A staffer at local FOX affiliate Q13 has been fired after the station aired what appears to be a doctored video of President Donald Trump’s Tuesday night speech from the Oval Office.
The video was changed to make it look as if Trump was sticking his tongue out languidly between sentences. In addition, the colors in the video look more saturated, leading the president’s skin and hair to appear more orange.
During the speech, Trump said, “Hopefully, we can rise above partisan politics in order to support national security,” before briefly licking his lips and continuing to speak.
In the video broadcast on Q13, it appears that Trump lets his tongue hang out, resting it on his lower lip for an unusually long time.
“This does not meet our editorial standards and we regret if it is seen as portraying the president in a negative light,” Q13 news director Erica Hill wrote in an emailed statement early Thursday.
Later Thursday morning, Hill released another statement saying, “We’ve completed our investigation into this incident and determined that the actions were the result of an individual editor whose employment has been terminated.”
It is unclear whether the employee created the doctored video or just allowed it to go on air.
A side-by-side comparison posted on MyNorthwest.com shows the difference what aired live on CNN and the clip shown later on Q13.
Altering and manipulating images has become all the more easy and tempting in today’s world of fractured politics and accessible technology. And this isn’t the first time a doctored video has made headlines.
CNN reporter Jim Acosta’s access to the White House was temporarily suspended in November when Press Secretary Sarah Huckabee Sanders said Acosta put “his hands on a young woman just trying to do her job as a White House intern.” Sanders tweeted a video snippet that appeared to show Acosta chopping the intern’s arm with his hand as she tried to take the microphone from him. But analysis by fact checkers and researchers noted that the version Sanders tweeted had been altered to distort and exaggerate Acosta’s movements.
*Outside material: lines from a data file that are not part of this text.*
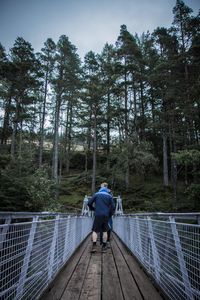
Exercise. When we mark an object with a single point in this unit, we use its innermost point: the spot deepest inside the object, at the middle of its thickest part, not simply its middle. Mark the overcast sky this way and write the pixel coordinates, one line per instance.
(89, 24)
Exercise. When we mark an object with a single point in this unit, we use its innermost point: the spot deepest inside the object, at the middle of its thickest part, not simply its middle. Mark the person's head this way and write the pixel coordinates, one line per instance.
(104, 184)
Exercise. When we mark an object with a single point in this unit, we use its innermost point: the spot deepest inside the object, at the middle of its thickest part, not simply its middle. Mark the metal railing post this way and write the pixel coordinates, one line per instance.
(138, 234)
(156, 259)
(4, 231)
(22, 278)
(181, 260)
(53, 248)
(67, 231)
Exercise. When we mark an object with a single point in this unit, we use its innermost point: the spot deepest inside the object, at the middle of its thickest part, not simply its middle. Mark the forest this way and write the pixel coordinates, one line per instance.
(129, 115)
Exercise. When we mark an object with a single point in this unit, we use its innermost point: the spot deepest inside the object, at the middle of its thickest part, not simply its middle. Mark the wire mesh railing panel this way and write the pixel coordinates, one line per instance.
(32, 253)
(169, 251)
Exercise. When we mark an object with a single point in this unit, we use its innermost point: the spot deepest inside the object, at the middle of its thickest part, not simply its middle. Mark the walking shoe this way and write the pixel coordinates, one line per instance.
(104, 248)
(94, 249)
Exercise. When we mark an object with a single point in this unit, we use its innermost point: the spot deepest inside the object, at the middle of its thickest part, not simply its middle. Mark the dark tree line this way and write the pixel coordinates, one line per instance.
(134, 108)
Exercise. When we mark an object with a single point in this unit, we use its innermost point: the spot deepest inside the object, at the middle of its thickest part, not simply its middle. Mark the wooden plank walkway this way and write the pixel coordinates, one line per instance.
(114, 275)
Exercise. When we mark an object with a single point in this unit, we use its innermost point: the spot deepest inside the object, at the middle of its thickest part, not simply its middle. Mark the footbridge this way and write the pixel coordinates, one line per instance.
(47, 256)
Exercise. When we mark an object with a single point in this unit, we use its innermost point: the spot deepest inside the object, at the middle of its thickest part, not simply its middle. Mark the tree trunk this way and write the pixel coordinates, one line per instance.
(41, 142)
(56, 140)
(94, 155)
(165, 162)
(108, 133)
(6, 122)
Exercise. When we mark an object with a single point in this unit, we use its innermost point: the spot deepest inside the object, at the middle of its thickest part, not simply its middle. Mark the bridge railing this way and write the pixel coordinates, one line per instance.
(33, 252)
(169, 251)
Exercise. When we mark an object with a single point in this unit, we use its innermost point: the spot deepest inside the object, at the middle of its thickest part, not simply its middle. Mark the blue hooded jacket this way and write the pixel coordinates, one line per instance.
(104, 204)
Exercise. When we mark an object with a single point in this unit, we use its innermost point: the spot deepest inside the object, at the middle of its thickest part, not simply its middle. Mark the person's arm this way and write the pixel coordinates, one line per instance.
(90, 203)
(112, 207)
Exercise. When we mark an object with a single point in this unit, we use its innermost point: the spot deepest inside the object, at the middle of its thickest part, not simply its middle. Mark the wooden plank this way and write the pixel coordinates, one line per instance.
(92, 284)
(59, 284)
(128, 285)
(111, 288)
(75, 284)
(144, 283)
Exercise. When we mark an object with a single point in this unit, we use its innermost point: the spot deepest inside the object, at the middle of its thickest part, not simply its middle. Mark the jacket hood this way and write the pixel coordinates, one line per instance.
(104, 189)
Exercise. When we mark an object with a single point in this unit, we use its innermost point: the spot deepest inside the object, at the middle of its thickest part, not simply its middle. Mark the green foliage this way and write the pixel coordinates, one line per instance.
(24, 187)
(39, 190)
(193, 196)
(187, 157)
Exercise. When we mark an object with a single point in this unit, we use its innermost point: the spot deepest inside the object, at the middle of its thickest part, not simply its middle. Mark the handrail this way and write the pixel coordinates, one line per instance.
(168, 251)
(33, 252)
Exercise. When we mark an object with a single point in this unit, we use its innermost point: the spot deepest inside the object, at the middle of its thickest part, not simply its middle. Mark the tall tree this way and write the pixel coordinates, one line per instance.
(23, 85)
(47, 64)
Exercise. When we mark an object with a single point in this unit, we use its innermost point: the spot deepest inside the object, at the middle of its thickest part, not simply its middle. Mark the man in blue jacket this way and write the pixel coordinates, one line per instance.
(104, 207)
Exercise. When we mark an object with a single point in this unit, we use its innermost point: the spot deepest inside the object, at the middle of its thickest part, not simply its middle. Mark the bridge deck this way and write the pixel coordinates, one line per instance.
(102, 276)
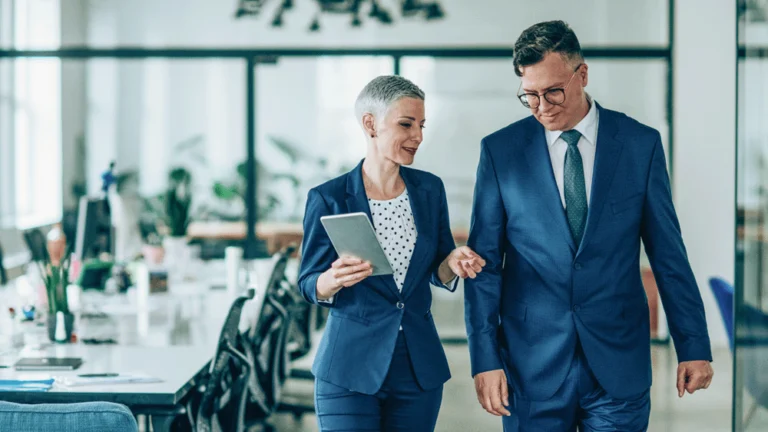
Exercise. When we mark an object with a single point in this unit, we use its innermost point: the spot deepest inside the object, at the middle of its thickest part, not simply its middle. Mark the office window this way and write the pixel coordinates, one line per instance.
(307, 132)
(30, 115)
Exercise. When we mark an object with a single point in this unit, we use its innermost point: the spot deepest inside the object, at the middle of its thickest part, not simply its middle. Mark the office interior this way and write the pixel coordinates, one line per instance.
(166, 149)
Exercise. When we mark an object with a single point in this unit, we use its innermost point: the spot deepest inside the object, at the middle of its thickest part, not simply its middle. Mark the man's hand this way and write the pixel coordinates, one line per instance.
(693, 375)
(464, 262)
(492, 391)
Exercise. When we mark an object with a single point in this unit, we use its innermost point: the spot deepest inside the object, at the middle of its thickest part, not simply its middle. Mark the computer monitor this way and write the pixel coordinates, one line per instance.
(37, 244)
(94, 231)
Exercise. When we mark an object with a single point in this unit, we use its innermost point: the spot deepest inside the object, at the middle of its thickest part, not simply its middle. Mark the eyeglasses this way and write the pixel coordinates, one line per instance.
(554, 96)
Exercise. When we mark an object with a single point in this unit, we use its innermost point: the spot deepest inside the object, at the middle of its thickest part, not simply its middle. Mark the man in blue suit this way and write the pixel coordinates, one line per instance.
(558, 321)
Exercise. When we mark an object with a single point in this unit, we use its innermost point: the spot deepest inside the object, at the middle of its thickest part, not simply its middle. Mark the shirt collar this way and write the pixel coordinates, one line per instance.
(587, 126)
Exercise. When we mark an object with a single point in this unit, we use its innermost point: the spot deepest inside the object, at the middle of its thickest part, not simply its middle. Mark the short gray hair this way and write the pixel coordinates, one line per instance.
(379, 94)
(545, 37)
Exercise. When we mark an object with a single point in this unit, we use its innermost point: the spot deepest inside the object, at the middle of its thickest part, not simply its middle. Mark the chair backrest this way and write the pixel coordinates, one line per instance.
(723, 292)
(82, 417)
(222, 404)
(266, 341)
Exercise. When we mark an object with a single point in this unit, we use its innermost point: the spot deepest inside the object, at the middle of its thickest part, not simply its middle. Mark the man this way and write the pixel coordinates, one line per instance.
(558, 321)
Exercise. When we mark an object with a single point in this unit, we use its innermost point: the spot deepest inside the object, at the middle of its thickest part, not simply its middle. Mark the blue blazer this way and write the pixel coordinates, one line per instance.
(364, 320)
(540, 294)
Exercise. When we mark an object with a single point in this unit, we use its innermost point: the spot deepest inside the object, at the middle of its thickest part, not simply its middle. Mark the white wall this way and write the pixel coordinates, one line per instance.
(704, 115)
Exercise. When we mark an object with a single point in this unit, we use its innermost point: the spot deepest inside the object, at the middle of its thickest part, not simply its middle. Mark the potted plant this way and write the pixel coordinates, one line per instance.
(55, 275)
(176, 204)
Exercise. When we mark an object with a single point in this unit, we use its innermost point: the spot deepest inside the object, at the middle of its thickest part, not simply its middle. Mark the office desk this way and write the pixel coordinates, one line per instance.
(178, 367)
(172, 337)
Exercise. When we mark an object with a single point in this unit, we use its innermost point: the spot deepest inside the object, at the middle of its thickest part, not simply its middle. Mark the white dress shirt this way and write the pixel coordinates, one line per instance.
(587, 145)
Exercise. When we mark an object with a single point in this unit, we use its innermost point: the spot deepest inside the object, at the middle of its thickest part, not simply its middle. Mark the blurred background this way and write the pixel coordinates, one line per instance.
(181, 134)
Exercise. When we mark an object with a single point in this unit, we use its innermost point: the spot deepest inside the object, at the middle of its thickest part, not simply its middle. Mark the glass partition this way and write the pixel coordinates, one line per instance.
(751, 286)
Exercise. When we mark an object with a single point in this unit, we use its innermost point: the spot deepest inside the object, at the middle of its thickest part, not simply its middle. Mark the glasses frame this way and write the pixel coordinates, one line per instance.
(524, 96)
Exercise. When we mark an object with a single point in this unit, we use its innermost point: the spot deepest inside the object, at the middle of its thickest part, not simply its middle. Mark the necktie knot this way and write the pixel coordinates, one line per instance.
(571, 137)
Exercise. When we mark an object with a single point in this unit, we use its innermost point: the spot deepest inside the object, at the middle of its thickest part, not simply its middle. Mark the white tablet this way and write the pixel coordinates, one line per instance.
(352, 235)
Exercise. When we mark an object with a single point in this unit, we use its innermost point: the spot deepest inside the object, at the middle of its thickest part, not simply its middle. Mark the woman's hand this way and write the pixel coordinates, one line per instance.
(344, 272)
(464, 262)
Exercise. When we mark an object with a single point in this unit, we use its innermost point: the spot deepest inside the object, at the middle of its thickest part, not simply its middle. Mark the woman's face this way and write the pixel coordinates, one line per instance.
(397, 136)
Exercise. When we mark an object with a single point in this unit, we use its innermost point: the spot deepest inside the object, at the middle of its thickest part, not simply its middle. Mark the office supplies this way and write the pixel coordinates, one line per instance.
(352, 235)
(48, 363)
(107, 378)
(25, 385)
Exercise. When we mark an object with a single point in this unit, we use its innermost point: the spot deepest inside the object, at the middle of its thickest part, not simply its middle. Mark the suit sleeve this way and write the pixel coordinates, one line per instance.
(445, 244)
(317, 251)
(660, 232)
(483, 294)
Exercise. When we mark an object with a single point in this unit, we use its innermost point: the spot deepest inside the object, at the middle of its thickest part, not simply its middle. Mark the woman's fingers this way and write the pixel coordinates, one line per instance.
(346, 261)
(355, 278)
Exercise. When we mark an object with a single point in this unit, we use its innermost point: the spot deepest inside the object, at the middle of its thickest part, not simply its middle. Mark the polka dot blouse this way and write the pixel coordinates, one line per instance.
(396, 232)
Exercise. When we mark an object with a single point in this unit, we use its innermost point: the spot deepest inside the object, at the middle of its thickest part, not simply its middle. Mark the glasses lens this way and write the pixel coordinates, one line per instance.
(555, 97)
(529, 101)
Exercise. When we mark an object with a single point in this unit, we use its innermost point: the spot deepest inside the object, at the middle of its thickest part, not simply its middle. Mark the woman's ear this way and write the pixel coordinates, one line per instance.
(369, 124)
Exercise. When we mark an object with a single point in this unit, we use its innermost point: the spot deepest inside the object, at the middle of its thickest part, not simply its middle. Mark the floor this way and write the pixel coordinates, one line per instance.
(708, 411)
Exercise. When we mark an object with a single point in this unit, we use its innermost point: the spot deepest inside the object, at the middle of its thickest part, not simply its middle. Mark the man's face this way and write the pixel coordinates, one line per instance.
(553, 72)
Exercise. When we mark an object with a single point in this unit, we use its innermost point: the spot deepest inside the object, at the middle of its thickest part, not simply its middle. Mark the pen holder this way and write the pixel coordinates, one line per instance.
(69, 324)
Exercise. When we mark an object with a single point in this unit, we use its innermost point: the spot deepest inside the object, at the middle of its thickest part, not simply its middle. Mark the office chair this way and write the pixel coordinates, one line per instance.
(83, 417)
(221, 405)
(267, 343)
(753, 342)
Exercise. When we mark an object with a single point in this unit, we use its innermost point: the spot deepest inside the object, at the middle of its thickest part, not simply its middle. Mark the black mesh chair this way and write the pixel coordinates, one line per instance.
(266, 343)
(222, 397)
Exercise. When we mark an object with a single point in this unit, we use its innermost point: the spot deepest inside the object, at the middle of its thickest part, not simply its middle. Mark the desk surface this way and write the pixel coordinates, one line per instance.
(172, 338)
(176, 366)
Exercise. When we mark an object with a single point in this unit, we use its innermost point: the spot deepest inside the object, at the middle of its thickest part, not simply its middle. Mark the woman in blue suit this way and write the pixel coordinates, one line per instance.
(380, 365)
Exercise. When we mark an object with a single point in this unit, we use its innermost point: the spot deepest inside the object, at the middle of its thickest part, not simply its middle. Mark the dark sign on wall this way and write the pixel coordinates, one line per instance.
(356, 9)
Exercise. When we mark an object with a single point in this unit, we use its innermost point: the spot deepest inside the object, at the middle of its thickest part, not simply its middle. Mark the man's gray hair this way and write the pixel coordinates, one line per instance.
(379, 94)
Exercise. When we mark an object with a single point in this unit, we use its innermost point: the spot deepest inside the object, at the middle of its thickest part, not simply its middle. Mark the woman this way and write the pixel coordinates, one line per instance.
(380, 365)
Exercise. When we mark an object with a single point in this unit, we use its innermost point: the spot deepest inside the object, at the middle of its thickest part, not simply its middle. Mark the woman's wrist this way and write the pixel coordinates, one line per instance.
(444, 272)
(325, 286)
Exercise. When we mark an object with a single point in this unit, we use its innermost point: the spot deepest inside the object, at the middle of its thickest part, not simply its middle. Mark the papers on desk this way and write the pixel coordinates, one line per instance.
(25, 385)
(76, 381)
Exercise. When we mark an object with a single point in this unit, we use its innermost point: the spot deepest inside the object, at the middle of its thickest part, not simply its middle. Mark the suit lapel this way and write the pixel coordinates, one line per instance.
(422, 216)
(357, 201)
(607, 156)
(537, 154)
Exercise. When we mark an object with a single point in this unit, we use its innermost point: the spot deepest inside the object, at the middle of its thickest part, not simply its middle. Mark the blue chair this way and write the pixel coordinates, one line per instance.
(75, 417)
(753, 342)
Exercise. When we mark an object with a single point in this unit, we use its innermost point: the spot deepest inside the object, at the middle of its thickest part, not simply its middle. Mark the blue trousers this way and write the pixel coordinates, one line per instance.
(580, 402)
(400, 404)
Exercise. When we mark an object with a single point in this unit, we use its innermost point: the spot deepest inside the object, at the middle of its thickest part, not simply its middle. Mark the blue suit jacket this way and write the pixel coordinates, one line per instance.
(364, 321)
(540, 294)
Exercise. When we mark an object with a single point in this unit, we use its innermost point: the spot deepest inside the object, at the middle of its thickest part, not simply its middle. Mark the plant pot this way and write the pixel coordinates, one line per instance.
(176, 257)
(69, 324)
(153, 255)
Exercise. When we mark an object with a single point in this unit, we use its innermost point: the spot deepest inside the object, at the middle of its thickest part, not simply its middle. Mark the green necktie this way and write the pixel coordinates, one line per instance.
(575, 189)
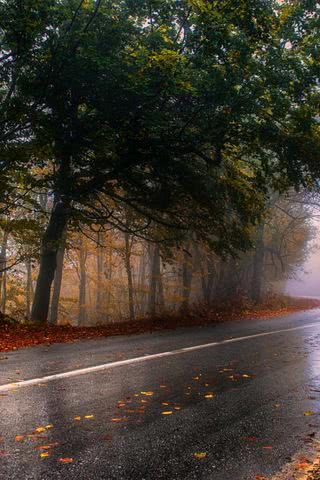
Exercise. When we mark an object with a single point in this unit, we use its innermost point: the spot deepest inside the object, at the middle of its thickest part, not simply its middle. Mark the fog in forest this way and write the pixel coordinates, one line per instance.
(306, 281)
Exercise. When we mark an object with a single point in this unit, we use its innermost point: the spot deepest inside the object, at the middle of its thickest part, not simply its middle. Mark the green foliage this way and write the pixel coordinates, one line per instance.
(186, 111)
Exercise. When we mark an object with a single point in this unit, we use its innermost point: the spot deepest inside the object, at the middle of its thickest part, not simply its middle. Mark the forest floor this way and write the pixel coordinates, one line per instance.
(14, 335)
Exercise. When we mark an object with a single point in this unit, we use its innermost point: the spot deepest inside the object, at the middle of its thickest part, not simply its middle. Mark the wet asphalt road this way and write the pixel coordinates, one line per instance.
(241, 406)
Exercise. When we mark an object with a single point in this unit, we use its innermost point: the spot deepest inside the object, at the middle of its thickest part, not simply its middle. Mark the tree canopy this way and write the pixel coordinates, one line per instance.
(185, 111)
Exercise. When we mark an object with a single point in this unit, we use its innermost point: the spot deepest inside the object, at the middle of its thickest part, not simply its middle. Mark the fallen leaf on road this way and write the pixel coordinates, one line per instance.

Last year, a video of Marjory Stoneman Douglas High School shooting survivor Emma Gonzalez ripping a copy of the U.S. Constitution whipped conservatives into a froth. Gonzalez never did such a thing; the original picture was of her ripping a paper gun target. The video had been doctored and spread via social media.
In 2010, the Economist got into trouble for altering a photo to remove people standing on a beach with former President Barack Obama. Obama and two other people were at a Louisiana beach, with oil platforms in the distance. A photo editor at the magazine cropped out one person and digitally removed the other, creating the illusion of Obama standing alone at water’s edge contemplating the damage.
More common these days, however, are images altered by social-media users and circulated to stoke political ire, as the Gonzalez video did; to spread misinformation or disinformation; to target and harass particular people. For example, a recent Washington Post story explained how realistic-looking pornographic videos are being digitally generated to humiliate women. A fake sex tape, with “Wonder Woman” star Gal Gadot’s face swapped onto someone else’s body, circulated in 2017.
These forgeries, known as “deepfakes,” can be hard to spot. BuzzFeed and Quartz have published guides to help you sort fact from fiction.
Researchers at the University of Washington’s Paul G. Allen School of Computer Science & Engineering said in 2017 that they had developed algorithms that allow a user to turn audio clips into “lip-synced video.”
The UW’s technology is different from the tools that would have been used to doctor the Trump video that aired on Q13. But the announcement raised immediate concerns about the potential for malicious uses. One of the UW researchers defended the invention in a TED talk last year.